As Gill notes, QED was set up, in part, to find alpha-generating signals available to UBS AM that it was not currently ingesting. When it comes to markets and stock picking, he says, the beauty of crisis is that you’re always looking at the signals that come out of interactions—or the lack of signals—and trying to figure out what’s happening, but you don’t want to suppress that market. This creates unique challenges, in and of itself.
“What we learned is that data is very expensive, that alt data was likely in a little bit of bubble, and that where the data was highly accurate was a very narrow part of the overall investment landscape—i.e., consumer discretionary in the US,” Gill says. “Just getting the data for people, and telling them there was alpha there, wasn’t proving a really winning strategy in changing behavior.”
Which brings up another—and more important—challenge for QED: Just because you build it, it doesn’t mean they will necessarily come. From four full-time staffers, QED has expanded—Cross declined to give an exact headcount, but he says the New York team has grown, they’ve recently added resources in Singapore, and by the end of this year they will add resources in Europe, too, which will get QED closer in alignment with the footprint of assets for UBS Asset Management.

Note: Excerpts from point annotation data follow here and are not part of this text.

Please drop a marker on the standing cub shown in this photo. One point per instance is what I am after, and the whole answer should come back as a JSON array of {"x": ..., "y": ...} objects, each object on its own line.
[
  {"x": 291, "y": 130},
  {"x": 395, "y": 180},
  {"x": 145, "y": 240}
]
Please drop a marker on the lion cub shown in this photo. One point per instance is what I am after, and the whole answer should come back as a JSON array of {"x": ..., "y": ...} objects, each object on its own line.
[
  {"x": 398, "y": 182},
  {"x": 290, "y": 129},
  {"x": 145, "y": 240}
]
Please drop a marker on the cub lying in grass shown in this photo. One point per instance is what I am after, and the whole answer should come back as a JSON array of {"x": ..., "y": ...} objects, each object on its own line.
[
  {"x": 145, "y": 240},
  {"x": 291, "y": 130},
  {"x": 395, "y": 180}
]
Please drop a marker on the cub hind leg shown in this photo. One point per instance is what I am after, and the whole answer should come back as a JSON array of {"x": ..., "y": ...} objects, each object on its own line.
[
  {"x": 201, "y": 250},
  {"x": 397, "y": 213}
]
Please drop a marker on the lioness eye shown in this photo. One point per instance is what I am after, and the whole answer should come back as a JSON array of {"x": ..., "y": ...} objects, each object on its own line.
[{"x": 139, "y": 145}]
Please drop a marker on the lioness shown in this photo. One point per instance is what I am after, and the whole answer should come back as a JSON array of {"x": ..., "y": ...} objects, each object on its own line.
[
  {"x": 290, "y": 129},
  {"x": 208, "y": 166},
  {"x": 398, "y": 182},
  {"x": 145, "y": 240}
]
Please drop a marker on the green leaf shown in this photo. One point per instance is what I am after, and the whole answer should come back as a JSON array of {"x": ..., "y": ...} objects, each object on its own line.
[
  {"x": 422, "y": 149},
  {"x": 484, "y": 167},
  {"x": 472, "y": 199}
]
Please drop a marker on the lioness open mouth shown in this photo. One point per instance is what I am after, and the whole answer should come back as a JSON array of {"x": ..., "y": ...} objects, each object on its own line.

But the key for the unit will be growing internal user engagement, now that it’s finding its footing. Gill says that once QED starts finding patterns in the data, they will bring it in, put their own user interface on top, make it accessible to the masses, and then “market the heck” out of it internally.
“It’s…Slow. Hard. Work. I wanted to do this, and I couldn’t change,” Gill says. “There are a lot of people who don’t want to do this, so how are they going to respond? What we’re trying to do is be available as much as possible. Sometimes we need to solve bespoke problems for them. And we need to build this body of work up through engagement with them. … I think there will be a point where the penny drops, or there will be a winning hit, or maybe it will just be an accumulation of minor interactions that eventually changes the behavior.”
Cross puts it slightly differently. The Bass model, developed by Frank Bass, an academic in the field of marketing research and science, follows an S-curve and is a way to describe “permanent” technologies—think phones, microwave ovens, computers—and how a particular technology spreads into the mainstream.
If you decompose that model into the parameters that drive how fast those adoption rates happen, Cross says, it decomposes into two things. The first is the coefficient of innovation, akin to asking how “cool” is the thing you’re doing? The second one is the coefficient of imitation, which is: Is your neighbor using it? What’s the word on the street? What’s the value-add?
“I think so far we’ve focused on the coefficient of innovation, and building new products and new techniques. I think going forward, we’re really going to have to focus on that coefficient of imitation,” Cross says. “This is understanding who our internal clients are, who are the early adopters, who do they physically sit next to, and then develop targeted strategies to drive adoption to those folks. I think the future of QED will go down that pipe. I wouldn’t be surprised if in a couple of years we have analysts that are doing the full investment funnel, from the idea discovery phase to the idea recommendation phase.”